No hay razones para confiar en las elecciones de junio como una oportunidad para mejorar las prácticas de gobierno en Guatemala.
Por un lado, hay una ventaja considerable de los aliados del sistema pro corrupción frente a los partidos ajenos a ella. Esa ventaja proviene del financiamiento del gran capital, de la ocasión de extraer fondos públicos, del apoyo de la TV abierta y de la proclividad hacia el clientelismo de amplios segmentos del electorado. La maquinaria es muy eficaz.
Por el otro lado, no existe un liderazgo destacado en quienes adversan ese modelo y la evidencia se encuentra en la fragmentación con la cual se presentan a elecciones.
Cualquiera de los candidatos pro impunidad para la corrupción que gane pronto buscará un acuerdo de gobernabilidad con sus rivales de campaña para repartirse el acceso al dinero proveniente de los impuestos (y de los préstamos).
Ese acuerdo descansa sobre el control del sistema de justicia. Empieza por el Ministerio Público, garante de impunidad cortesía de Consuelo Porras, y sigue con las cortes y las judicaturas que disfrutan el poder.
Con la impunidad como incentivo, la corrupción se convierte en el auténtico motor del gobierno. Y la solución a los problemas del país se subordinan al objetivo de enriquecerse. El autoritarismo y la concentración de poder son herramientas esenciales de ese sistema.

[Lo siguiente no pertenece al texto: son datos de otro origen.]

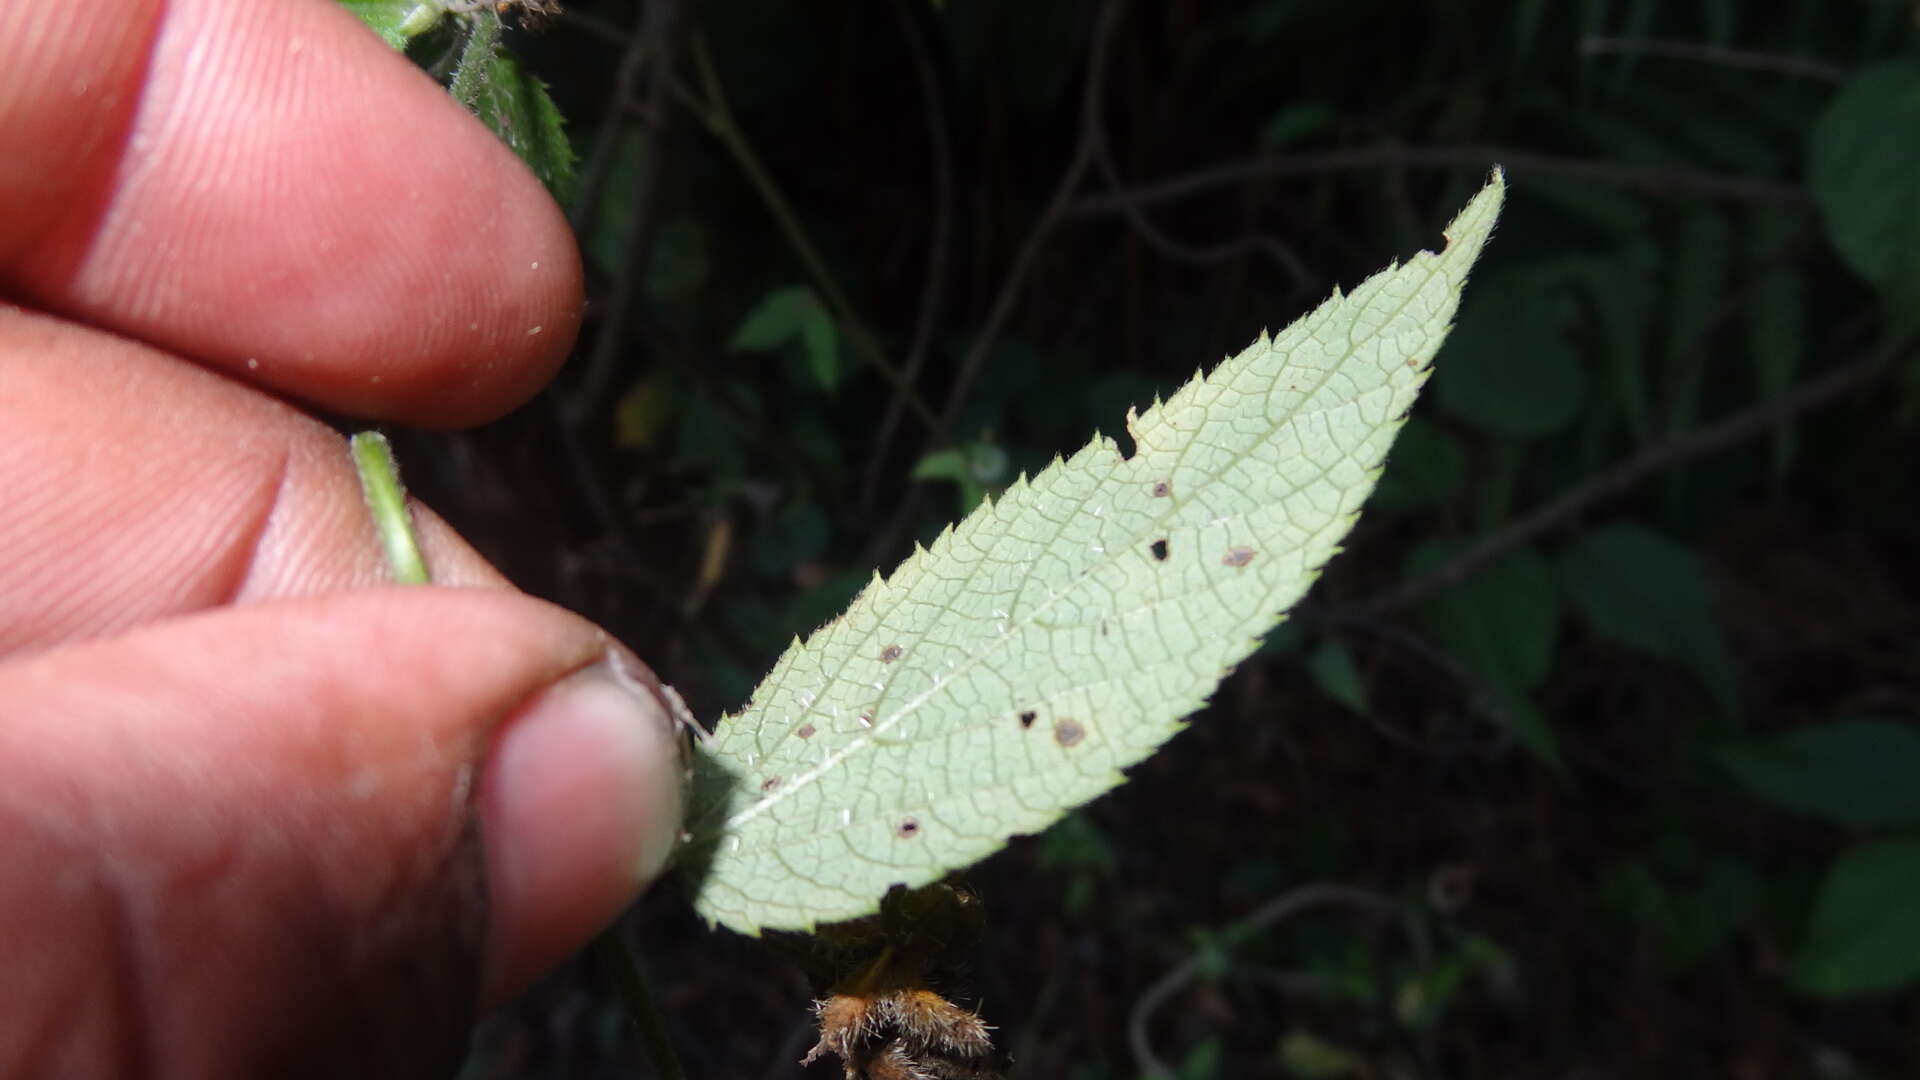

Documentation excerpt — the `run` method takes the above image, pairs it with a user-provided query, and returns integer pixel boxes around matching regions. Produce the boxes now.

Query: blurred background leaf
[1715,717,1920,828]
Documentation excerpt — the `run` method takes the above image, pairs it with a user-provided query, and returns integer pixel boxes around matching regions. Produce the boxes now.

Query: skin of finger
[0,305,514,654]
[0,588,665,1079]
[0,0,583,428]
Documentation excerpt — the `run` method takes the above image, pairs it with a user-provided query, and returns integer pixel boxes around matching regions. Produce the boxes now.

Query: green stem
[448,7,503,112]
[349,432,430,585]
[349,431,688,1079]
[592,933,687,1080]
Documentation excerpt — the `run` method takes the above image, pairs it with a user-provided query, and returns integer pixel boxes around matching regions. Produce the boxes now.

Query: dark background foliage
[395,1,1920,1076]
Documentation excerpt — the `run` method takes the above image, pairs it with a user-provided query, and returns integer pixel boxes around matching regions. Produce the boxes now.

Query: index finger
[0,0,582,428]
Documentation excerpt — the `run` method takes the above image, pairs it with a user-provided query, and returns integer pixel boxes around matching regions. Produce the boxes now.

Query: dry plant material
[780,884,1006,1080]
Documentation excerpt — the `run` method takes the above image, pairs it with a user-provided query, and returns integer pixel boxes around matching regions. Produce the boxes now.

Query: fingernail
[476,649,686,1003]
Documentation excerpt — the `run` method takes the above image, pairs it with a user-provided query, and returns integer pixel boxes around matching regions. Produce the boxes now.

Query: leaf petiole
[349,431,430,586]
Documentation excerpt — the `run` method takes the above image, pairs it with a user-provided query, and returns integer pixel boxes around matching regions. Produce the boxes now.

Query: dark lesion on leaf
[1149,538,1169,561]
[880,644,904,663]
[1151,479,1172,497]
[782,883,1008,1080]
[1017,710,1037,729]
[1222,545,1255,568]
[760,776,782,793]
[1053,718,1085,747]
[797,723,818,739]
[895,817,921,838]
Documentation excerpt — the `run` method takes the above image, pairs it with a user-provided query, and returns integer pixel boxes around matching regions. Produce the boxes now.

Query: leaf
[729,285,812,351]
[1276,1029,1360,1078]
[1599,846,1761,976]
[684,172,1508,933]
[729,285,840,390]
[1307,638,1370,716]
[797,301,841,392]
[1408,541,1564,772]
[1433,268,1585,438]
[1809,62,1920,317]
[1569,247,1657,444]
[1259,102,1336,148]
[1793,839,1920,996]
[1715,717,1920,828]
[448,10,576,202]
[1556,521,1739,716]
[912,441,1010,516]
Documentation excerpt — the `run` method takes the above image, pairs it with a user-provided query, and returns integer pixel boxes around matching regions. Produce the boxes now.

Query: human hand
[0,1,684,1076]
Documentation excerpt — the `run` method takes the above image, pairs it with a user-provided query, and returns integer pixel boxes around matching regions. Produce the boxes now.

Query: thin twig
[1578,35,1849,83]
[937,0,1128,430]
[567,0,688,426]
[1084,83,1313,291]
[860,0,957,515]
[1066,144,1807,221]
[566,32,652,240]
[861,0,1128,565]
[592,933,687,1080]
[681,33,953,447]
[1127,883,1408,1080]
[1345,347,1893,620]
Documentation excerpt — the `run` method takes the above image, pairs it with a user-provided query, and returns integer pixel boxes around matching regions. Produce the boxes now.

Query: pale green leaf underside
[688,170,1506,934]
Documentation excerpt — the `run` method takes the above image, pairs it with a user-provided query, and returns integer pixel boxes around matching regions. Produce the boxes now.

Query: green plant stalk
[447,7,503,113]
[592,934,687,1080]
[349,432,430,586]
[347,430,686,1080]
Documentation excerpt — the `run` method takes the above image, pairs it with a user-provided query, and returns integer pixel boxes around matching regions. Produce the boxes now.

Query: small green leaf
[1307,638,1369,716]
[798,301,841,392]
[685,172,1507,933]
[1259,102,1336,148]
[729,284,841,389]
[1810,62,1920,314]
[1715,717,1920,828]
[1556,521,1738,716]
[1277,1029,1360,1078]
[611,378,672,451]
[1793,839,1920,996]
[912,440,1008,515]
[1177,1034,1226,1080]
[1409,542,1564,772]
[1433,269,1585,438]
[729,285,810,352]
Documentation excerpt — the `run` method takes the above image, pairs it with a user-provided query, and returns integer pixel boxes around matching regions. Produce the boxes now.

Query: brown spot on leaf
[895,817,921,838]
[1151,479,1172,497]
[796,723,817,739]
[1054,718,1085,747]
[1223,545,1255,568]
[760,776,782,793]
[879,644,903,663]
[1150,538,1169,561]
[1018,710,1037,729]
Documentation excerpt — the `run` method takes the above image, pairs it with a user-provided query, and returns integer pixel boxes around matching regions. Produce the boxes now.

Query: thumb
[0,587,685,1079]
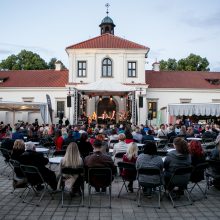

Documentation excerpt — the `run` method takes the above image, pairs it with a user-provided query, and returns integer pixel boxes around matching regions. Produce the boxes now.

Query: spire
[99,3,115,35]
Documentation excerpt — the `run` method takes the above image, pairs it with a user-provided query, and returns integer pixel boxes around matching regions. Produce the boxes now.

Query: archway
[97,98,116,123]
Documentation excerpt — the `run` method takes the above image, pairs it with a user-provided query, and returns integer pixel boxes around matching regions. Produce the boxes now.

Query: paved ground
[1,158,220,220]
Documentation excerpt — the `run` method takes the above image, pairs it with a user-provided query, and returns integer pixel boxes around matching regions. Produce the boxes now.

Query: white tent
[75,79,135,94]
[0,101,47,124]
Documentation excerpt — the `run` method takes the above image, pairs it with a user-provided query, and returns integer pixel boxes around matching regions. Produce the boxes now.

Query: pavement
[1,157,220,220]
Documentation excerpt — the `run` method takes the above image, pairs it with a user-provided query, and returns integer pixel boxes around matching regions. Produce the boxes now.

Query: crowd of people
[1,119,220,197]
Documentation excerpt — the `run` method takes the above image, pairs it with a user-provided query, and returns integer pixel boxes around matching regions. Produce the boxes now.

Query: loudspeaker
[148,113,153,120]
[67,96,71,107]
[139,96,143,108]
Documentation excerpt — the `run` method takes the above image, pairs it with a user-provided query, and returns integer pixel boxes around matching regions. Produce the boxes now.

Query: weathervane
[105,3,110,16]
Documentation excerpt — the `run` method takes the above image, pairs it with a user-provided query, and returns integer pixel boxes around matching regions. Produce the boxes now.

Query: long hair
[173,137,189,155]
[126,142,138,160]
[143,142,157,155]
[189,140,204,157]
[13,139,25,151]
[61,142,82,168]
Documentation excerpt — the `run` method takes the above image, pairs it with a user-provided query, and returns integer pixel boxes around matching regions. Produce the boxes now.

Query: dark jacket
[77,140,94,158]
[84,151,116,175]
[164,149,191,175]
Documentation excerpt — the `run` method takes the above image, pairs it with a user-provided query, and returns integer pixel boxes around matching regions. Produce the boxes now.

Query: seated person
[20,142,57,191]
[164,137,191,191]
[77,133,94,158]
[11,139,26,178]
[136,142,163,196]
[124,128,134,144]
[57,142,83,195]
[113,133,128,157]
[142,129,154,143]
[54,130,64,151]
[208,136,220,188]
[84,139,116,192]
[0,136,14,162]
[121,142,138,192]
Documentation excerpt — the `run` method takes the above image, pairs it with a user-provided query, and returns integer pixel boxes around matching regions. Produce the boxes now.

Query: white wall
[66,48,147,84]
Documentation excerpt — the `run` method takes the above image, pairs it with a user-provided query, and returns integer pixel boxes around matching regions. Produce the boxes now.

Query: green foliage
[159,53,210,71]
[0,50,66,70]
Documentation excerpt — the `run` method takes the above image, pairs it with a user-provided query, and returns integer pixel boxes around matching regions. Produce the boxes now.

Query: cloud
[183,11,220,28]
[0,49,13,55]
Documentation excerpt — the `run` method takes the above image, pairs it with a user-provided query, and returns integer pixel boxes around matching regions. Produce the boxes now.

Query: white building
[0,14,220,126]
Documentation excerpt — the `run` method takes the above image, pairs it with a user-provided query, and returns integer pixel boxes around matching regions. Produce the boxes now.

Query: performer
[102,111,108,120]
[110,110,115,120]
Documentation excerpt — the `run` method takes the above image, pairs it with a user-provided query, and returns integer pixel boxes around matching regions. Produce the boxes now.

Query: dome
[101,16,115,25]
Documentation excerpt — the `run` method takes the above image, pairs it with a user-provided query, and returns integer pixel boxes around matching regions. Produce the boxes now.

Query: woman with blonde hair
[121,142,138,192]
[58,142,83,194]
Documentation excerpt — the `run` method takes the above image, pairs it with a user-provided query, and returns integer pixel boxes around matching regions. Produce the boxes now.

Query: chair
[0,147,12,177]
[60,167,84,207]
[117,162,136,198]
[202,138,214,144]
[166,166,193,208]
[206,160,220,190]
[157,139,168,149]
[20,165,54,206]
[88,167,112,208]
[137,167,163,208]
[189,162,209,200]
[9,159,27,197]
[114,152,125,162]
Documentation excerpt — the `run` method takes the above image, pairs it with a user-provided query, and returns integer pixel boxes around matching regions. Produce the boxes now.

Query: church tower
[99,3,115,35]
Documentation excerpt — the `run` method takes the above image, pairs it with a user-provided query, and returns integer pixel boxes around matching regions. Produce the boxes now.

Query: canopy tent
[75,79,135,95]
[0,101,47,124]
[168,103,220,117]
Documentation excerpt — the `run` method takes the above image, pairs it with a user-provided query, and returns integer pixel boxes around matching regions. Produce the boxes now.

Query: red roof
[145,70,220,89]
[0,70,68,87]
[66,33,148,50]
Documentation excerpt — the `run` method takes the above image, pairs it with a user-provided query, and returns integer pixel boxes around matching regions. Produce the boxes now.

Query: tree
[0,50,48,70]
[159,53,210,71]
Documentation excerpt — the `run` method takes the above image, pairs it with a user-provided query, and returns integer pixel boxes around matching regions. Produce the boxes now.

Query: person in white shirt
[113,133,128,157]
[157,124,168,138]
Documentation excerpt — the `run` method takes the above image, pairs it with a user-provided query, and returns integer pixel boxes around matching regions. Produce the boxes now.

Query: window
[212,99,220,103]
[77,61,87,77]
[57,101,65,117]
[128,62,136,77]
[102,58,112,77]
[148,101,157,119]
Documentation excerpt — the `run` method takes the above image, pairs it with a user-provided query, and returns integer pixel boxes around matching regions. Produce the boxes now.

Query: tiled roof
[0,70,68,87]
[66,33,148,50]
[145,70,220,89]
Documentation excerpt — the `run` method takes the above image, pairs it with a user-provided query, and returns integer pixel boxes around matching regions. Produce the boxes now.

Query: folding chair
[117,162,136,198]
[0,147,12,177]
[137,167,163,208]
[206,160,220,190]
[9,159,27,197]
[157,139,168,149]
[202,138,214,144]
[52,150,66,157]
[166,166,193,208]
[88,167,112,208]
[20,165,54,206]
[60,167,84,207]
[189,162,209,200]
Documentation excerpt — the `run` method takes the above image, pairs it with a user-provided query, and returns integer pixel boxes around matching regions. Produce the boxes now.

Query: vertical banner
[46,94,53,124]
[40,104,46,124]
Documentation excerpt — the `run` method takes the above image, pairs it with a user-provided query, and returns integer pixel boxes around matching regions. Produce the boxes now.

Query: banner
[46,94,53,123]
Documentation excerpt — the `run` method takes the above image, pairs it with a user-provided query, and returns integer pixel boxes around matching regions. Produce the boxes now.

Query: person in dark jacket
[77,133,93,159]
[164,137,191,190]
[84,139,116,192]
[19,142,57,190]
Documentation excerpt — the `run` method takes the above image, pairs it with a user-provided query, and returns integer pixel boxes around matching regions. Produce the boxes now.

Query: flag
[46,94,53,123]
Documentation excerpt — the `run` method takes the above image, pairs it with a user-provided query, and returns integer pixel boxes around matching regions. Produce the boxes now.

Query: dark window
[148,101,157,119]
[102,58,112,77]
[78,61,86,77]
[57,101,65,117]
[128,62,136,77]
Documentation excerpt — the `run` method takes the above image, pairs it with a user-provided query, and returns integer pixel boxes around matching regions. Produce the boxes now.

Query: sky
[1,0,220,71]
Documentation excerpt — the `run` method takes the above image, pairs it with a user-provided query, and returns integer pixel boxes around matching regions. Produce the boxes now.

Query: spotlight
[89,95,92,100]
[99,96,102,101]
[110,95,113,101]
[120,96,123,101]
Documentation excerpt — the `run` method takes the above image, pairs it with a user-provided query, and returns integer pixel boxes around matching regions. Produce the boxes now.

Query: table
[49,156,63,164]
[36,147,49,154]
[154,137,162,142]
[186,137,202,141]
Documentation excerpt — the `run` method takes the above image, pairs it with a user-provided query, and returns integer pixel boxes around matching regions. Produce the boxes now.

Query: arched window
[102,58,112,77]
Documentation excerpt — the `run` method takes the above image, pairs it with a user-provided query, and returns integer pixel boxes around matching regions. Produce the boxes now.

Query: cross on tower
[105,3,110,16]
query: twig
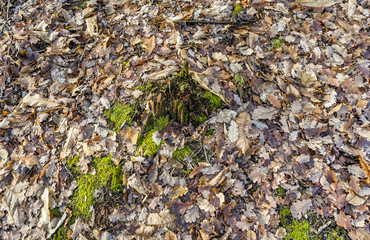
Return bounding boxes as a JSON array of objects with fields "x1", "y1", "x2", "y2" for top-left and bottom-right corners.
[
  {"x1": 317, "y1": 220, "x2": 332, "y2": 233},
  {"x1": 0, "y1": 0, "x2": 12, "y2": 37},
  {"x1": 204, "y1": 146, "x2": 208, "y2": 162},
  {"x1": 46, "y1": 211, "x2": 68, "y2": 240},
  {"x1": 174, "y1": 19, "x2": 259, "y2": 26}
]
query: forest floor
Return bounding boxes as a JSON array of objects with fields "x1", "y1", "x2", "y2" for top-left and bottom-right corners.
[{"x1": 0, "y1": 0, "x2": 369, "y2": 239}]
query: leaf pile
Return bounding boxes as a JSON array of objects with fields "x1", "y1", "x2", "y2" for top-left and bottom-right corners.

Los corruptos extraen públicos para financiar su siguiente proceso electoral y consiguen la reelección por un electorado tan incauto como dispuesto a relativizar esos delitos.
Y el entorno regional favorece este escenario. Y así como no hay suficiente resistencia o consenso interno para vencer esta tendencia, tampoco parece haber contrapoder externo capaz de motivar un cambio.
Vea el caso de Ricardo Martinelli en Panamá. El día que los hijos del ex presidente Martinelli eran liberados de la cárcel en EEUU y volvían a su país tras cumplir una condena acotada por haber aceptado los cargos de lavado de dinero, Washington designó al padre como un actor corrupto. Ni el ex Presidente ni sus hijos podrán volver a ese país.
Y sin embargo, Martinelli, desafiante, continúa con la intención de buscar de nuevo la Presidencia en las elecciones de mayo del 2024.
Empresario de una cadena de supermercados, azucarero, industrial e inversionista de banca, dueño de una fortuna calculada por encima de los US$500 millones, Martinelli sucumbió a la corrupción de Odebretht. Sus hijos fueron el canal para recibir parte de las coimas (US$28 millones) y aunque trataron de huir de la justicia estadounidense y refugiarse en la de su país (fueron detenidos en Guatemala donde hacían escala), terminaron en manos de la Fiscalía de EEUU. Admitieron los cargos y purgaron prisión en Pennsylvania.
Y sin embargo, Martinelli se siente confiado en que puede ganar las elecciones en Panamá porque su periodo de gobierno fue el más próspero para la mayoría de panameños. El estigma de la corrupción demostrada por un sistema de justicia independiente le parece un obstáculo menor para lograrlo. Un obstáculo soslayable, como piensan evidentemente la clase política guatemalteca que no tiene empacho en integrar equipo con personas acusadas de corrupción e incluso narcotráfico pero protegidas por el sistema nacional de justicia.
Martinelli tiene hasta el mes de marzo próximo para decidir si compite otra vez y su decisión no es un asunto de poca monta para la región centroamericana.
Estamos frente a un nuevo orden en el cual la corrupción de los gobernantes es admitida y aceptada de manera abierta o relativizada complacientemente. La proscripción de Washington deja de surtir efecto ya no sólo para los países abiertamente enemistados con los yanquis sino incluso para aquellos considerados sus socios y amigos.